Qualitative and quantitative analysis of embryonic pulmonary vessel formation.

Abstract

Vessel formation in the lung has been described as occurring by two mechanisms: proximal, or branch, pulmonary arteries develop via angiogenesis; and distal, smaller vessels form by vasculogenesis. Connections between the proximal and distal vessels establish the final vascular network. The preponderance of vessel formation has been suspected to occur during the canalicular stage of lung development. To test these hypotheses, reporter gene expression under control of the regulatory domain of fetal liver kinase-1 (flk), an early endothelial cell-specific marker, was used to evaluate mouse lungs from embryonic day 10.5 (E10.5) through 2 wk postnatal age.

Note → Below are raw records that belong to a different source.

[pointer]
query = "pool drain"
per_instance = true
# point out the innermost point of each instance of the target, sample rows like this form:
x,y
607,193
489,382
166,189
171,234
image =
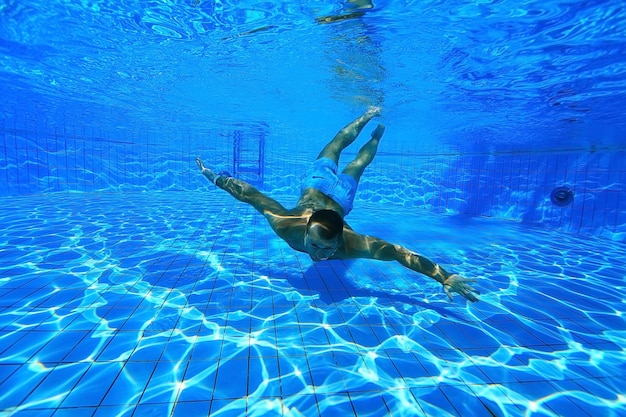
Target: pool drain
x,y
562,196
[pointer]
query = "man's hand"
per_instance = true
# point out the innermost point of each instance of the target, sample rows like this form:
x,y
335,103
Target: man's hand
x,y
456,283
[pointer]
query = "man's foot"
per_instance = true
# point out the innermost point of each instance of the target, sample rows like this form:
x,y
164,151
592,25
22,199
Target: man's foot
x,y
373,111
200,164
378,132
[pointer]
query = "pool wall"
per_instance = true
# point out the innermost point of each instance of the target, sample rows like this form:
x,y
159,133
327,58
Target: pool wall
x,y
512,184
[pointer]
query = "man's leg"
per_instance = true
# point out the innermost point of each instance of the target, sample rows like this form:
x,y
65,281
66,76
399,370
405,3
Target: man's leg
x,y
347,135
366,155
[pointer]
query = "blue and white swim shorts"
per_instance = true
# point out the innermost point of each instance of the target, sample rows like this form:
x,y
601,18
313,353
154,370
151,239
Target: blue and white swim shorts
x,y
323,177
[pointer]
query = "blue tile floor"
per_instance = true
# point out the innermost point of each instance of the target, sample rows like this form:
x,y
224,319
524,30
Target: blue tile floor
x,y
185,304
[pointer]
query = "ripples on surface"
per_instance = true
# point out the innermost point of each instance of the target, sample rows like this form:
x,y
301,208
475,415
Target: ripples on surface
x,y
457,71
186,302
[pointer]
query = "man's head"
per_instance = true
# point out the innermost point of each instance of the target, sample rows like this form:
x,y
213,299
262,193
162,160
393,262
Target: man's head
x,y
323,233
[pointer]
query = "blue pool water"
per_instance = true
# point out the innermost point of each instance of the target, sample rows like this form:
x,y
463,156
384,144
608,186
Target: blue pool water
x,y
186,304
130,286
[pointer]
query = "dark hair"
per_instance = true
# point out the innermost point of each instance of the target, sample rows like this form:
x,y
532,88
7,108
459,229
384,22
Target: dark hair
x,y
331,222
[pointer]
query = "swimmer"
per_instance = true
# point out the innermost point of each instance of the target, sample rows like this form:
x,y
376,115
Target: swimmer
x,y
316,224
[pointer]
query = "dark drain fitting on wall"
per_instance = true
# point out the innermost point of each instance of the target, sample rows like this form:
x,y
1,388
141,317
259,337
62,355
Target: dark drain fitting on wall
x,y
562,196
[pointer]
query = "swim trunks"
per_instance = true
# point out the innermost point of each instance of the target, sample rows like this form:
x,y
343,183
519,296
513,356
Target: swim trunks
x,y
323,177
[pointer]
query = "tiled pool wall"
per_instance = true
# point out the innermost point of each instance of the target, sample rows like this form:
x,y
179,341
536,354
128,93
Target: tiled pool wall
x,y
509,184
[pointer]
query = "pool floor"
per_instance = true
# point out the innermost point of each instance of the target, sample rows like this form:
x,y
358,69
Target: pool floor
x,y
185,304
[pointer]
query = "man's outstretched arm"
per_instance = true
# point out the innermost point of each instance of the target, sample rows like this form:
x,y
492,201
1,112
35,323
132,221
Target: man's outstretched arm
x,y
358,246
242,191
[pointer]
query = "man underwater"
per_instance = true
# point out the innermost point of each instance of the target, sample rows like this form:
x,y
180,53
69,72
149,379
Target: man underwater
x,y
316,226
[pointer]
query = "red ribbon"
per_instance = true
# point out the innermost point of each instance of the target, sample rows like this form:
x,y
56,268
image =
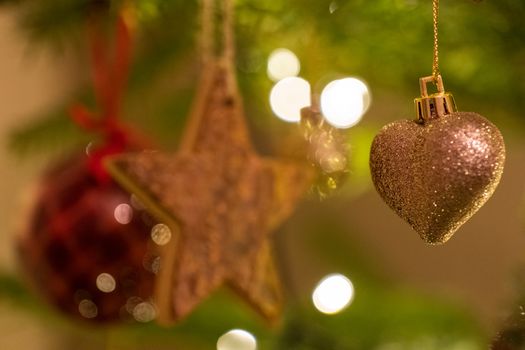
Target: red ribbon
x,y
109,76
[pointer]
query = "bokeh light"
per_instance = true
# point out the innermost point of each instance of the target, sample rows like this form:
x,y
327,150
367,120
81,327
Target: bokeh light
x,y
87,308
144,312
123,213
283,63
333,294
161,234
344,101
106,283
237,339
288,97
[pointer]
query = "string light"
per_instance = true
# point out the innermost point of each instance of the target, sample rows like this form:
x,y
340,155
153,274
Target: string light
x,y
123,213
283,63
288,97
333,294
344,101
237,339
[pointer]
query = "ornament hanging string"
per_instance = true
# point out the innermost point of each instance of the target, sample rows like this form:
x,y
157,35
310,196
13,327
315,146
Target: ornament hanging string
x,y
109,75
207,44
435,17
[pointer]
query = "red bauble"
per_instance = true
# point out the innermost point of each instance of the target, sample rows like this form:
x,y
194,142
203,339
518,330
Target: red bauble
x,y
86,247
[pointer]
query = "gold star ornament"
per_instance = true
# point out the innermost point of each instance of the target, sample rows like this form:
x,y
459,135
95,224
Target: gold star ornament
x,y
218,201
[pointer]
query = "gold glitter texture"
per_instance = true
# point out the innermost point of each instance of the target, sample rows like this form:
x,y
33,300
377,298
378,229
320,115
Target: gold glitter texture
x,y
220,200
437,174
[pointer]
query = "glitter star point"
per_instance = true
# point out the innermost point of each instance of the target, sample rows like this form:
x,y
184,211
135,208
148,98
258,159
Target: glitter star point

Morphologic assessment was performed after histochemical staining, and quantification of vessel development by a chemiluminescent assay was compared with overall embryonic lung growth. LacZ expression under flk promoter control allowed: (1) early identification of differentiating endothelial cells of the branch pulmonary arteries; (2) visualization of distal vessels forming in the lung mesenchyme (primary capillary network) with subsequent remodeling; (3) recognition of early continuity between proximal and distal vessels, occurring by E10.5; and (4) assessment of developing pulmonary veins and venous confluence. Quantitative analysis revealed increased flk regulated beta-galactosidase (beta-gal) activity of 12 ng beta-gal/lung at E12.5 to 3,215 ng beta-gal/lung at 2 wk, which corresponded to overall lung growth during this period as shown by an increase in total protein content per lung from 35 microg at E12.5 to 6,456 microg at 2 wk after birth. We identified endothelial cell precursors of the developing pulmonary vasculature before vessel lumen formation. Continuity between the proximal pulmonary artery and vessels forming in the distal mesenchyme was present even at the earliest stage evaluated, suggesting endothelial cell differentiation at the site of vessel formation (i.e., vasculogenesis) as occurs with development of the aorta. Finally, we demonstrated that lung vessel development was not accentuated during the canalicular stage, but occurred at all stages and directly corresponded to overall lung growth.